- From Reuters:
KHARTOUM, March 22 (Reuters) - Sudanese President Omar Hassan al-Bashir threatened on Monday to expel international election monitors after they said April's vote may have to be delayed.
"We brought these organisations from outside to monitor the elections, but if they ask for them to be delayed, we will throw them out," Bashir said in comments broadcast on state TV.
"We wanted them to see the free and fair elections, but if they interfere in our affairs, we will cut their fingers off, put them under our shoes, and throw them out," Bashir added.
The only long-term international observer mission in Sudan said last week that the country may need a slight delay in its first multi-party elections in 24 years to deal with logistical problems, with hundreds of thousands of names missing from the voters' list weeks before the polls.
Carter Center officials issued a report saying Sudan's April presidential and legislative elections remained "at risk on multiple fronts" and urged Sudan to lift harsh restrictions on rallies and end fighting in Darfur ahead of the ballot.
The Center declined to comment until it was able to review the president's speech.
Bashir expelled major aid agencies from Darfur after the International Criminal Court (ICC) issued an arrest warrant for him in March last year for war crimes in Darfur.
OPPOSITION CRITICISMS
The opposition has criticized Sudan's National Elections Commission for making decisions they said favoured Bashir's ruling party.
Opposition presidential candidate Mubarak al-Fadil told Reuters the warning made it clear Bashir was worried.
"He (Bashir) is very nervous. He may do it," al-Fadil said.
Voting is due to start in Africa's largest country on April 11 in elections promised under a 2005 peace deal that ended more than two decades of north-south civil war.
Sudan is preparing for some of the most complex elections on record with at least six different votes using three different voting systems. The ballot, originally scheduled before July 2009, has already been delayed several times.
The Carter Center, a non-governmental organization founded by former U.S. president Jimmy Carter that aims to further democracy and human rights, said preparations by Sudan's National Elections Commission were lagging.
Many opposition parties have called for the elections to be postponed, saying Sudan needs time to pass democratic reforms.
A European Union election observer mission arrived in Sudan this month.
- From Reuters:
KHARTOUM, March 22 (Reuters) - Sudanese police demolished the homes and surrounded the residents of a refugee camp in the outskirts of Khartoum on Monday, just three weeks ahead of the first multi-party polls in 24 years, residents said.

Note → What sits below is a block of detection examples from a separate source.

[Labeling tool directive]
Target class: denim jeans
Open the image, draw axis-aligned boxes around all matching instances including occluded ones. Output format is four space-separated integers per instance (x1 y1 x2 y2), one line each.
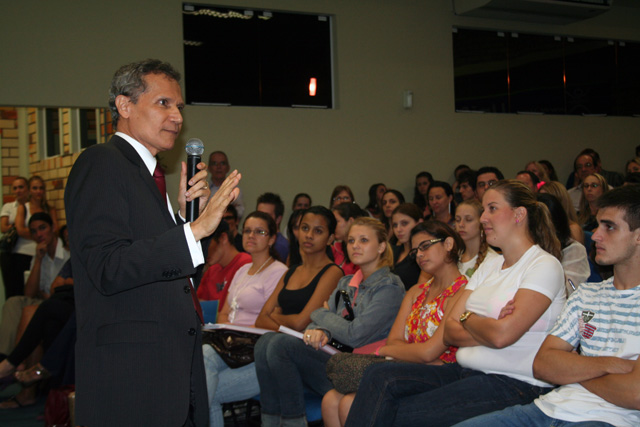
346 363 551 427
202 344 260 427
254 333 333 419
456 403 613 427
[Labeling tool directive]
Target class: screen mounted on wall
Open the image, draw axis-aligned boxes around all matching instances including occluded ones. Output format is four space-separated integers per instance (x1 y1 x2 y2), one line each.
182 3 333 108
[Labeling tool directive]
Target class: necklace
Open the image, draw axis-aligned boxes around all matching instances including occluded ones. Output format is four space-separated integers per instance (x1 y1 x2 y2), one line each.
252 257 271 276
229 257 272 323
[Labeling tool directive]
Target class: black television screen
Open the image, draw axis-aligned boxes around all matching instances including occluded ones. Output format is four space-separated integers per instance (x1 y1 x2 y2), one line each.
182 3 333 108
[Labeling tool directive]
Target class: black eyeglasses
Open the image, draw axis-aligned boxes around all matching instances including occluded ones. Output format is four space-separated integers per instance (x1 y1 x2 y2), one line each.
409 238 444 259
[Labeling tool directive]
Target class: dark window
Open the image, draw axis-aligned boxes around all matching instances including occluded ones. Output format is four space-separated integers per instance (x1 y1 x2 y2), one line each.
453 28 640 116
44 108 60 157
183 3 333 108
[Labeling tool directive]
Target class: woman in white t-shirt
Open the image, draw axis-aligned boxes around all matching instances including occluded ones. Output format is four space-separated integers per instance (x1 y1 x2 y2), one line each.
202 211 287 427
454 198 498 279
0 176 36 298
346 180 565 426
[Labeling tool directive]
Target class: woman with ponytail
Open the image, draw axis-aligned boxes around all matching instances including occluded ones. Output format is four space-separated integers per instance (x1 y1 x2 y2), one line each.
254 217 404 427
346 180 565 426
455 199 498 278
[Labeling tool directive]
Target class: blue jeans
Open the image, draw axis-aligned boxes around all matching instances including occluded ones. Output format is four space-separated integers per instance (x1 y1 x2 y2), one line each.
346 363 551 427
202 344 260 427
253 333 333 419
456 403 613 427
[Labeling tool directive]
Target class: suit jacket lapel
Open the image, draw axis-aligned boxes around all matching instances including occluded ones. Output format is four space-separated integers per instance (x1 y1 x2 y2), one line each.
111 135 176 227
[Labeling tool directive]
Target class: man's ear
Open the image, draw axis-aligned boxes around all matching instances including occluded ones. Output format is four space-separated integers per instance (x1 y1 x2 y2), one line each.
116 95 131 119
327 234 336 246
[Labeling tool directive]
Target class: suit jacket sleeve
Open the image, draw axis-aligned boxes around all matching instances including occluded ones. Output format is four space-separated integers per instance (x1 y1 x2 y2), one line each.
65 140 195 295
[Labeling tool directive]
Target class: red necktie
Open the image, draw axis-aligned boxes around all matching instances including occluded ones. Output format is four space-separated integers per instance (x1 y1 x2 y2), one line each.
153 164 204 325
153 164 167 205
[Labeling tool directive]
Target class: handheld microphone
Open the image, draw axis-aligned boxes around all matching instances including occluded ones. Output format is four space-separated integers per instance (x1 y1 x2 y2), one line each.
185 138 204 222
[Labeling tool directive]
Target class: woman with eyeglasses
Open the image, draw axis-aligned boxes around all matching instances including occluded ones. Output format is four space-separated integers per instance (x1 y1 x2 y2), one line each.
346 180 565 426
322 221 467 427
202 211 287 427
254 217 404 427
391 203 429 290
428 181 456 227
578 173 609 231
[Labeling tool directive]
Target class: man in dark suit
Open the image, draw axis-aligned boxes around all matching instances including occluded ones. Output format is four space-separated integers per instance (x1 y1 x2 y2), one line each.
65 60 240 427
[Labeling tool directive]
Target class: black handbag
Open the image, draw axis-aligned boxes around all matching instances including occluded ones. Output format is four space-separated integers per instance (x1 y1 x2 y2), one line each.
0 225 18 253
202 329 261 369
329 290 356 353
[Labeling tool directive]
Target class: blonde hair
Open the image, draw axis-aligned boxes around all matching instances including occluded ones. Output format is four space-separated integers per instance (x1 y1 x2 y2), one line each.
456 198 489 271
578 173 609 225
540 181 578 223
347 216 393 268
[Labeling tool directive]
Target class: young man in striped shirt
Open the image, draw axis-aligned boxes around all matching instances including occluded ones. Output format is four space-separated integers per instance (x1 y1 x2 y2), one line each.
458 186 640 427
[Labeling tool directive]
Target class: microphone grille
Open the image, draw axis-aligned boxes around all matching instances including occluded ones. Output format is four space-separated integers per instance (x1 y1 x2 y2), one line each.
185 138 204 156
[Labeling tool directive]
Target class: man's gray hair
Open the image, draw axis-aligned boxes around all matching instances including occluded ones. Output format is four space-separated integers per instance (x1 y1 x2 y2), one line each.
109 59 180 128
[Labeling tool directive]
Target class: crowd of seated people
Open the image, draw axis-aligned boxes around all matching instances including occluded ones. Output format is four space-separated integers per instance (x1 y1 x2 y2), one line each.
0 145 640 426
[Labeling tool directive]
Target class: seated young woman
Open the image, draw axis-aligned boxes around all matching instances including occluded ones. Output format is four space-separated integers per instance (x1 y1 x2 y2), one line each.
578 173 609 231
455 199 498 278
322 221 467 427
364 183 387 221
331 203 366 275
391 203 429 290
536 193 591 296
202 211 287 427
412 171 433 218
428 181 456 227
538 181 584 245
381 189 404 245
346 180 565 426
329 185 356 209
254 217 404 427
287 209 306 267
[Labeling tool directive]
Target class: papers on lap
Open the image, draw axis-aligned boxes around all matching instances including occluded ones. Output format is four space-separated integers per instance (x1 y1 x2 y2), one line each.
278 325 340 355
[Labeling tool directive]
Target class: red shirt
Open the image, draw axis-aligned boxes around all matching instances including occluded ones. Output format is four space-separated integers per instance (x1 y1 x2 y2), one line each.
198 252 251 311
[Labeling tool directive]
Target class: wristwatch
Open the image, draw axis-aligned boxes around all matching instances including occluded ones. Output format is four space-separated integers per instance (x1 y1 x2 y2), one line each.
460 311 473 325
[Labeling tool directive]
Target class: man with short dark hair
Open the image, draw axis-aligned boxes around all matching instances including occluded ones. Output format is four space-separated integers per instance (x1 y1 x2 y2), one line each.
256 193 289 262
458 186 640 427
65 59 240 427
209 151 244 219
476 166 504 202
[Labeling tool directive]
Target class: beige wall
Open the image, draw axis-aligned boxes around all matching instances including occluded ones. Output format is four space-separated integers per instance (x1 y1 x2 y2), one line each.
0 0 640 215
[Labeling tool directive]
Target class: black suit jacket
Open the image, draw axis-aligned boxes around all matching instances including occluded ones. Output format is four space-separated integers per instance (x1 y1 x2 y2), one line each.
65 136 208 427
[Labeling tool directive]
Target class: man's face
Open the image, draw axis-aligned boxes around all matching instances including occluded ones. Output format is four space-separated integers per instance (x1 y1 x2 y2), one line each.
516 173 538 193
476 172 499 201
576 154 597 181
29 220 55 246
209 153 229 182
116 74 184 156
592 207 640 265
256 203 282 227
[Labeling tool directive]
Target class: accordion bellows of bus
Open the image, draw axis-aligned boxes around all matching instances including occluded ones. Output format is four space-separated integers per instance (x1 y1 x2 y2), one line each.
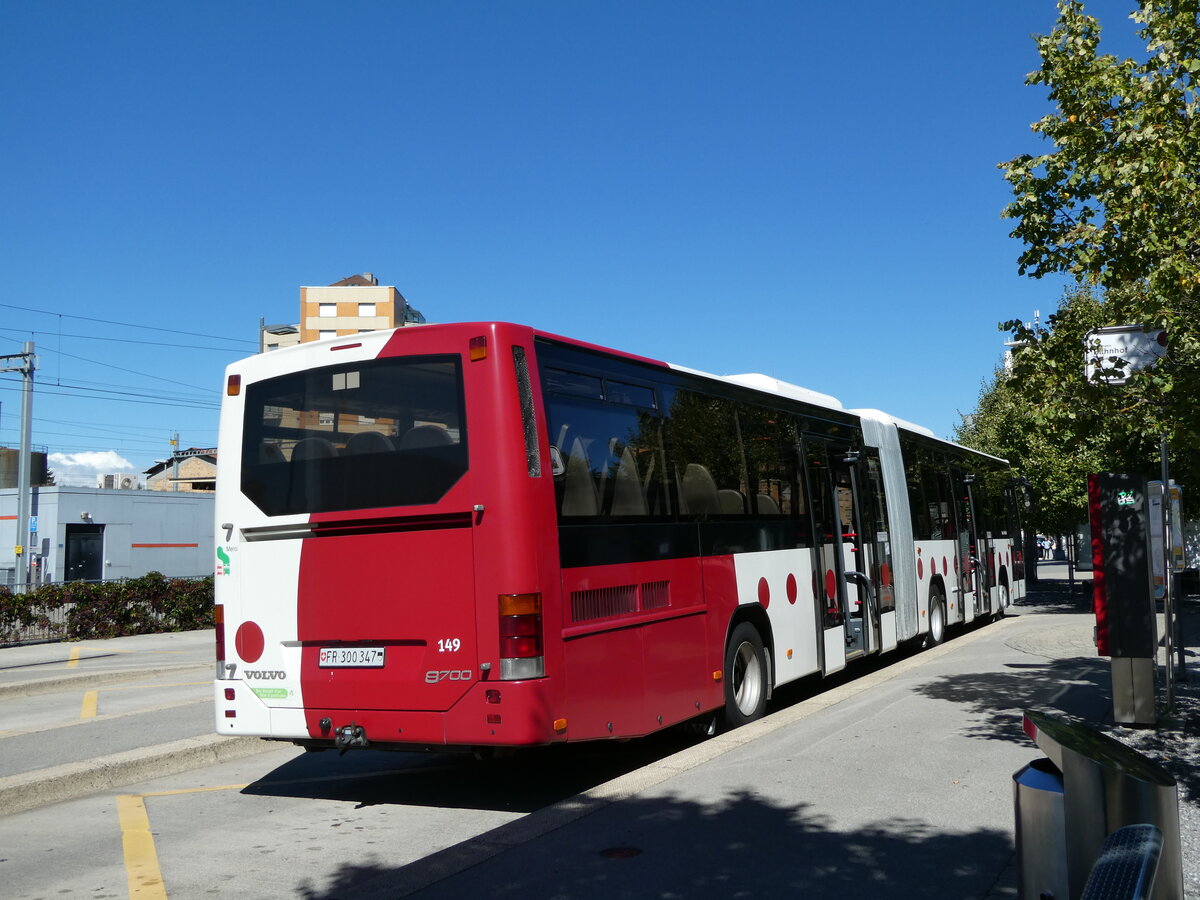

After U.N. condemnations, Sudan had largely stopped forcibly relocating and demolishing homes in the slums surrounding the capital, filled with millions of people who fled conflict and hardship in the east, south and western Darfur regions.
But on Sunday night residents of Soba al-Shahanat, mostly from the troubled Darfur region, said they saw dozens of their homes and shops demolished by bulldozers.
They refused to move and on Monday a Reuters witness said they were surrounded by a police cordon and barbed wire fence hindering the delivery of food and water.
"We cannot allow this kind of barbaric behaviour to happen in Khartoum," said Edward Lino, the former southern rebel Sudan People's Liberation Movement's electoral candidate for Khartoum governor during a visit to the camp.
April's first multi-party elections in 24 years have raised tensions in Africa's largest country with youth activists complaining of harassment and the opposition accusing the ruling party of anti-constitutional restrictions on freedom of expression and association.
At least one journalist was arrested and beaten by authorities for trying to film the operation, a Reuters witness said.
"They put up barbed wire around the area," said one female resident from Darfur who did not give her name. "We can't eat or drink or stay, we are all just sitting around in the sun."
"FENCING AND DESTRUCTION"
Sudan's governor was not immediately available to comment but the authorities have previously said they always give residents notice and provide them with adequate compensation and alternative land before moving them.
"The agreement was that they were to prepare for us a different place with everything -- infrastructure, streets, electricity, water -- then they give us our land and five months to move," said Abdallah Mohamed Ahmed, an independent candidate for the area in April elections.
"(But) until now they did not give us our land and as you can see -- the fencing and destruction."
The move is likely to be unpopular in the politicised camps surrounding the capital.
President Omar Hassan al-Bashir threatened to expel the international observers of Sudan's presidential and legislative elections on Monday, which opposition candidates said showed he was worried he may not win.
The polls are a key benchmark of a 2005 peace deal ending more than two decades of north-south civil war which destabilized much of east Africa and claimed an estimated 2 million lives.
It is quickly followed by a January, 2011 southern referendum on secession, which many analysts believe will create Africa's newest nation state.